Dank dieser Tauchkörper ist die Kläranlage bautechnisch besonders effizient. So nimmt sie den kleinstmöglichen Platz von 114 Quadratmetern ein und kann den Bakterien dennoch eine 9.180 Quadratmeter große Arbeitsfläche bieten. Anschließend durchfließt das Abwasser zur Nachbehandlung zwei Schönungsteiche mit einer Fläche von 600 bzw. 1.000 Quadratmetern. Das saubere Wasser kann dann im freien Gefälle bedenkenlos in die Leine eingeleitet werden.

Mit einem Energiebedarf von jährlich rund 20 kWh pro Einwohnergleichwert arbeitet die Kläranlage sehr energiesparend. Ein Beweis: vergleichbar große Anlagen herkömmlicher Technologien, wie dem Belebtschlammverfahren, liegen bei bis zu
100 kWh pro Jahr. Dadurch können dauerhaft auch die Betriebskosten gering gehalten werden.
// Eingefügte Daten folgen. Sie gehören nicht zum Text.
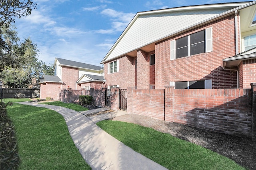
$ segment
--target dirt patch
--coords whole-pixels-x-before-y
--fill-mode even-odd
[[[234,160],[243,167],[256,170],[256,141],[251,138],[232,135],[166,122],[136,114],[112,119],[136,124],[200,145]]]

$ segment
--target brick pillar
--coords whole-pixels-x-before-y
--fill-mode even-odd
[[[164,114],[166,121],[174,122],[174,86],[164,87]]]
[[[252,138],[256,141],[256,83],[251,83],[252,93]]]
[[[149,89],[149,60],[147,53],[141,50],[137,51],[137,89]]]

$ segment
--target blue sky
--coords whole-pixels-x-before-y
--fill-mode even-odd
[[[37,9],[15,20],[18,36],[30,37],[38,58],[55,57],[101,66],[102,59],[138,12],[229,0],[34,0]]]

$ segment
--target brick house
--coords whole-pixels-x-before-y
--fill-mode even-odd
[[[256,1],[138,12],[101,62],[108,87],[250,88]]]
[[[101,89],[105,82],[103,67],[56,58],[54,69],[54,76],[40,79],[41,99],[59,99],[60,91],[65,88]]]

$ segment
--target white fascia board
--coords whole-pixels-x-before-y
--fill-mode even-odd
[[[186,30],[188,30],[188,29],[192,29],[193,27],[199,26],[200,25],[205,24],[208,22],[209,22],[210,21],[212,20],[216,20],[218,18],[220,18],[220,17],[223,17],[225,15],[227,15],[228,14],[229,14],[231,13],[234,12],[236,10],[240,10],[242,9],[245,8],[246,7],[254,5],[255,4],[256,4],[256,1],[251,2],[249,2],[249,3],[247,2],[247,3],[236,3],[235,2],[234,3],[228,4],[218,4],[217,5],[213,4],[213,5],[205,5],[198,6],[190,6],[188,7],[178,7],[177,8],[174,8],[167,9],[166,10],[154,10],[154,11],[150,11],[145,12],[138,12],[136,14],[136,15],[135,15],[134,17],[133,18],[132,20],[131,21],[131,22],[129,23],[129,24],[128,25],[127,27],[126,27],[126,28],[124,29],[124,31],[123,33],[122,33],[121,35],[118,38],[118,39],[117,39],[115,43],[114,44],[112,47],[111,47],[110,50],[108,51],[108,52],[105,56],[105,57],[104,57],[102,61],[100,63],[104,64],[104,63],[106,63],[106,62],[110,61],[110,60],[112,60],[116,59],[118,58],[119,58],[120,57],[132,51],[133,51],[137,49],[138,49],[140,48],[141,48],[142,47],[138,47],[138,48],[137,48],[136,49],[131,49],[129,51],[127,51],[122,55],[119,55],[118,56],[116,56],[116,57],[114,57],[113,58],[112,58],[110,60],[106,60],[108,58],[108,56],[109,55],[109,54],[112,52],[112,51],[113,51],[114,49],[115,48],[115,47],[116,47],[117,44],[119,43],[120,40],[123,37],[123,36],[124,35],[125,33],[127,32],[127,31],[128,31],[128,30],[130,27],[132,25],[132,24],[134,23],[134,22],[136,20],[137,20],[137,19],[138,18],[139,16],[151,14],[155,14],[156,13],[167,12],[170,12],[183,11],[184,10],[208,9],[208,8],[211,8],[212,9],[213,8],[225,8],[225,7],[231,7],[231,6],[234,6],[234,7],[237,7],[236,8],[235,8],[231,10],[229,10],[228,11],[227,11],[226,12],[220,14],[218,15],[215,17],[206,20],[200,23],[192,25],[189,27],[185,28],[182,30],[179,30],[178,31],[173,33],[170,34],[169,35],[168,35],[168,36],[165,37],[161,37],[158,40],[154,41],[154,42],[150,42],[150,43],[149,43],[148,44],[148,44],[150,44],[151,43],[153,43],[154,42],[156,42],[158,41],[160,41],[163,39],[167,38],[168,37],[174,36],[176,34],[184,31]],[[237,7],[238,6],[239,6]],[[144,47],[144,46],[145,45],[144,45],[143,47]]]
[[[71,67],[71,68],[81,68],[81,69],[84,69],[84,70],[93,70],[93,71],[99,71],[100,70],[103,70],[102,69],[100,69],[100,70],[94,70],[94,69],[93,69],[85,68],[84,68],[84,67],[76,67],[76,66],[70,66],[70,65],[65,65],[65,64],[60,64],[60,65],[61,66],[65,66],[68,67]]]
[[[227,58],[222,59],[223,62],[233,61],[234,60],[245,60],[248,59],[253,59],[256,58],[256,54],[252,54],[234,57],[233,57]]]
[[[54,82],[54,81],[44,81],[43,82],[38,82],[38,84],[40,84],[44,83],[47,83],[47,82],[62,83],[63,82],[62,82],[62,81],[60,81],[60,82]]]

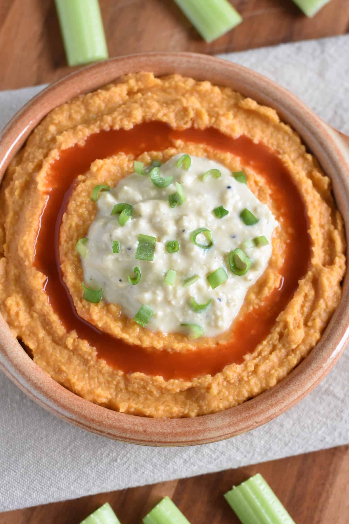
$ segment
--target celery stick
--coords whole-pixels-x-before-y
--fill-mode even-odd
[[[69,66],[103,60],[108,49],[98,0],[55,0]]]
[[[330,0],[293,0],[305,15],[311,18],[314,16]]]
[[[295,524],[260,473],[233,486],[224,497],[242,524]]]
[[[230,31],[242,18],[228,0],[174,0],[206,42]]]
[[[165,497],[143,519],[143,524],[190,524],[176,504]]]
[[[80,524],[120,524],[120,521],[107,502],[91,513]]]

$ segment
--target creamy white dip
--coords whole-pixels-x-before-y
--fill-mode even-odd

Die effiziente und ökologische Anlage leistet einen wesentlichen Beitrag zum nachhaltigen Umwelt- und Gewässerschutz nach den Anforderungen der Europäischen Wasserrahmenrichtlinie. So wird gleichzeitig ein Markenzeichen bewahrt, das die Einwohner und die Besucher am Eichsfeld gleichermaßen schätzen: die Natur.